I'm going to be running a Lake to Lake route this Saturday (6/27/2020) hoping to set an FKT for the Lake to Lake route and establish more of an official route from Superior to Michigan using a combination or roads and the Bay de Noc trail. Since I'll complete the Bay de Noc as part of my run, I'll also attempt an FKT of the standard trail only route. The entire run will be supported. (Andy Averill)

I may attempt the 39+mile point to point from north to south on Friday, December 3rd, 2021, unsupported.  Weather and snow depth at the beginning being the main reasons I might call it off. I have the gpx from this site loaded into Gaia.  Planning to record on Strava and Apple Watch as a backup.  I hope to leave early and have it done by nightfall.  I’ve got someone picking me up at the southern trailhead, so if I’m too far behind schedule with no cell service, I figure I’ll cut to the Rapid River Truck Trail to finish and wait till next fall. 

 

 

 

 

Planning on going full lake to lake, south to north tomorrow (Sunday June 26, 2022).  I will be supported. This is mainly part of my training for a 100 in the fall.  Focus will be on 100mile pacing and nutrition. As such, I don’t expect to beat the current FKT, but here’s me throwing my hat in the ring just in case I feel amazing and conditions are perfect. 
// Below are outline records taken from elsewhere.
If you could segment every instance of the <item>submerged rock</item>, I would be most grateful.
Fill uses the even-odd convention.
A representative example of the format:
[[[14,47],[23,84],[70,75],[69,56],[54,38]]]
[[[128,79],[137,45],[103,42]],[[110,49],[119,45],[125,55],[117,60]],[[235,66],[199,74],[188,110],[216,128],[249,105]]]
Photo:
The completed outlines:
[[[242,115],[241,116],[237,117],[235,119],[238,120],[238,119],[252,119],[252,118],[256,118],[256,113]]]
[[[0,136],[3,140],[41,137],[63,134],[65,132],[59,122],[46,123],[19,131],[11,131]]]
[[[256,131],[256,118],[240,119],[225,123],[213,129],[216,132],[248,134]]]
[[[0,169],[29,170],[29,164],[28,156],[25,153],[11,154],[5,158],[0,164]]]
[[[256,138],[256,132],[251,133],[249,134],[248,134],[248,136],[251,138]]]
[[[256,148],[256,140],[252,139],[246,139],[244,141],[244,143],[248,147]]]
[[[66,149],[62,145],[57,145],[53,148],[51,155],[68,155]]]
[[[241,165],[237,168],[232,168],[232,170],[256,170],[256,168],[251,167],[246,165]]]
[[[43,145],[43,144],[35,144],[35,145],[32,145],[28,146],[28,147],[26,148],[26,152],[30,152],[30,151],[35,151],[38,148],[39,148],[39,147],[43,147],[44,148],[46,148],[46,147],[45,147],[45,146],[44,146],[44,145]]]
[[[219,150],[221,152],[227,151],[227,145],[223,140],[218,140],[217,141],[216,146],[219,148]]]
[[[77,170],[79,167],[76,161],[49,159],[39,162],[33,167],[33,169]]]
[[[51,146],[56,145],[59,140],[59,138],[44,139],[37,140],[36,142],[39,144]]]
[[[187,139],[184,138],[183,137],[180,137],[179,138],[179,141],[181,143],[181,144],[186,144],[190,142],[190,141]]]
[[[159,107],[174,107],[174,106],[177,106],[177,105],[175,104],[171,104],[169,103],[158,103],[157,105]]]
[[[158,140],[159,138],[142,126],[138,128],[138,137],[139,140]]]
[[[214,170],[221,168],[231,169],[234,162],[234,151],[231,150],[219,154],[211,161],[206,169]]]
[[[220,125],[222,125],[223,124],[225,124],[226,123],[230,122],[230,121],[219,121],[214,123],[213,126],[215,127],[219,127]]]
Trail Report: Successful lake to lake crossing. Since my main goals were: training, 50+miles, and a lake to lake crossing in under 12hrs (and since I was not in danger of beating the prior record), I took Tower Road (or what becomes Tower Road further north) around mile 36, taking a more direct route and swapping the last 8 or 9 miles of trail on the north end for 6 miles of sandy dirt road.  This resulted in a 50.5 mile run from Rapid River boat launch to AuTrain Beach. All in all, it was about half single track and a quarter each of forest road and pavement. 
 

The 32 miles of the “trail proper” that I ran was surprisingly clear of downed trees despite recent weather.  Very little mud. Relatively flat, which I knew from my winter run.  Lots of ferns, and when they were knocked down from horses on the southern end they kept catching above the tongue of my shoe and tore up my lower shin pretty good (wear long socks).  The trail is mostly sand the entire way. It varies in width and firmness, from narrow & deep singletrack, to loose beach sand, to well-packed forest roads you could drive a large truck on. Prepare for bugs. This was by far the major factor. The mosquitoes helped with pacing, as they can’t keep up under a 13:00 mile. Horseflies were rare, and thankfully the deer flies took turns trying to feast on me, but it was a battle waged for probably half of the run overall. If the breeze stops at the same time that you do, the pack of mosquitos catches up and hits like someone tossed a little handful of sand at you.  Trail was empty the entire way. Horse tracks were the only traffic I noted.